Because of the critical nature of the arraignment, a defendant is entitled to the assistance of counsel. Hamilton v. Alabama, 368 U.S. 52, 7 L. Ed. 2d 114, 82 S. Ct. 157 (1961); Hessenauer, 45 Ill. 2d at 68.

Jury waiver is also a critical step in a criminal proceeding. As noted in People v. Young, 201 Ill. App. 3d 521, 533 (1990), "a critical stage has been reached whenever constitutional or other rights can be asserted or waived, or where events occur that can prejudice the defendant's subsequent trial." The right of a defendant to a jury trial is guaranteed by the Illinois Constitution (Ill. Const. 1970, art. I, §8), and the federal Constitution (U.S. Const., amends. VI, XIV). A proceeding at which a defendant waives his right to a jury trial involves the relinquishment of the defendant's constitutional right and is a critical step in the criminal process.

Our legislature has recognized that a defendant has certain rights at criminal proceedings, including pretrial proceedings. In an attempt to safeguard those rights, our legislature has mandated the enactment of rules prior to the use of closed circuit television at pretrial proceedings. Contrary to this legislative mandate, the courts of the Third District have allowed the use of closed circuit television systems at pretrial proceedings without first enacting the required rules.

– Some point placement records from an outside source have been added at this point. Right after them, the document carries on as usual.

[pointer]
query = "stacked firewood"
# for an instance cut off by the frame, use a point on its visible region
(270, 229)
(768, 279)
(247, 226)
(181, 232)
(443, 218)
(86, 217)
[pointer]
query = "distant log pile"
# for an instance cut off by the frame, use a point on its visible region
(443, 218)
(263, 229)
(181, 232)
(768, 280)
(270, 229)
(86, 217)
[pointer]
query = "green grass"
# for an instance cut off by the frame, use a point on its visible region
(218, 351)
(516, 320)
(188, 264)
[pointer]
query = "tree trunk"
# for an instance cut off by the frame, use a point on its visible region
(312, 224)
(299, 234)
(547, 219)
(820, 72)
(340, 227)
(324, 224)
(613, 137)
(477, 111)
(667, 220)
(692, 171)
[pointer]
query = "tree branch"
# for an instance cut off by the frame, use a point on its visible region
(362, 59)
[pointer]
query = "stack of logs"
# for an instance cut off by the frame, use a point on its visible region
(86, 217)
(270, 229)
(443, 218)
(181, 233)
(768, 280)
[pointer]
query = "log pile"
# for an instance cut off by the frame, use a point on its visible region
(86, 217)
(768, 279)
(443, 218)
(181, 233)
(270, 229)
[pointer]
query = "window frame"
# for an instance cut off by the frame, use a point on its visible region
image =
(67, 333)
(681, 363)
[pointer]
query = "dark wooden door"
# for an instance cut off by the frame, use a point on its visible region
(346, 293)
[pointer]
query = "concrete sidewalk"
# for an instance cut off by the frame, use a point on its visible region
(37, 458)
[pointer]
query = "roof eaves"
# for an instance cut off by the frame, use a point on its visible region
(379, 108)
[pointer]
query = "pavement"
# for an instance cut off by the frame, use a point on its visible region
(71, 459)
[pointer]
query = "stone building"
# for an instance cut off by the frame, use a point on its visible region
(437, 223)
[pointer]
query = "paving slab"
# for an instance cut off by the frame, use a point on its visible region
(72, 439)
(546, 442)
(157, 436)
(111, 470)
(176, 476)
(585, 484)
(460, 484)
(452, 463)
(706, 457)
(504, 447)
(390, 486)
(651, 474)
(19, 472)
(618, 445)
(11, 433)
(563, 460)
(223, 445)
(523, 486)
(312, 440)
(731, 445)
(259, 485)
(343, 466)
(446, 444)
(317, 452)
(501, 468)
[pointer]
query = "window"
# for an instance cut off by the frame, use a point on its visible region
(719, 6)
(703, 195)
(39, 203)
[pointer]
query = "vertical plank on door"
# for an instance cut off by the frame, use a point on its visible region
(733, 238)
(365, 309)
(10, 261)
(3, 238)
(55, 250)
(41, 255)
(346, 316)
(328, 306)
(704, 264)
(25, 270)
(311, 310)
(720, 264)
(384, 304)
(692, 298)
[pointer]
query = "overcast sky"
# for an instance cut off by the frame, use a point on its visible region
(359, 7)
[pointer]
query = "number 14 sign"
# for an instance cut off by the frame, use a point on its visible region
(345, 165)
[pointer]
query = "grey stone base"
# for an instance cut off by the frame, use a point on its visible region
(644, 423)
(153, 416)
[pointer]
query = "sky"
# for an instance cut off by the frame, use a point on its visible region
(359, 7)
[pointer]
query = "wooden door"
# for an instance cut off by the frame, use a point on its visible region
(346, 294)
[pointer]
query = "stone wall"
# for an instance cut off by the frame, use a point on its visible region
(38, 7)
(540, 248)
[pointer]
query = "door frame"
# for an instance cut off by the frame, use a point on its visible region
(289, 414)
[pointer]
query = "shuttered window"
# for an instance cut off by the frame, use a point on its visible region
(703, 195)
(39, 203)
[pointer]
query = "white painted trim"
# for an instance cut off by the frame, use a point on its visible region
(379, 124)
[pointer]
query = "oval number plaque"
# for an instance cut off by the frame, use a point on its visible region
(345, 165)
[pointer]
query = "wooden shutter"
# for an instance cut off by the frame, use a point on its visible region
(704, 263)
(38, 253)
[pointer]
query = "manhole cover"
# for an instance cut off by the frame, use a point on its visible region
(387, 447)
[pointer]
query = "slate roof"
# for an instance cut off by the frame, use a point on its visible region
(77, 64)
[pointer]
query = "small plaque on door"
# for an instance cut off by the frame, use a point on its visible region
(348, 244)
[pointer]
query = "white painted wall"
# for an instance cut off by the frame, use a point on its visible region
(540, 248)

This court acknowledges that the circuit court failed to adopt the rules required by our legislature. This court also acknowledges that arraignment and jury waiver are critical steps in a criminal proceeding. Lastly, this court acknowledges that the closed circuit television system used at defendant's arraignment and jury waiver impacted negatively on defendant's right to counsel. Contrary to these findings, however, this court upholds the circuit's court's use of closed circuit television at defendant's arraignment and at jury waiver.

This court has a duty to supervise the courts of this state. Where certain rules are required by our legislature, this court should take an active role in ensuring that the rules are adopted. Further, this court has a responsibility for a just result in reviewing a decision of a lower court. In the present case, the court fails in both duties. By affirming defendant's conviction, the court abandons the goal of a just result. Also, the court countenances the circuit court's failure to comply with the legislative mandate. Today's decision provides little incentive for our circuit courts to obey the legislature and defeats the legislature's attempts to safeguard the rights of those accused of crimes. I respectfully dissent.

CHIEF JUSTICE HARRISON and JUSTICE KILBRIDE join in this dissent.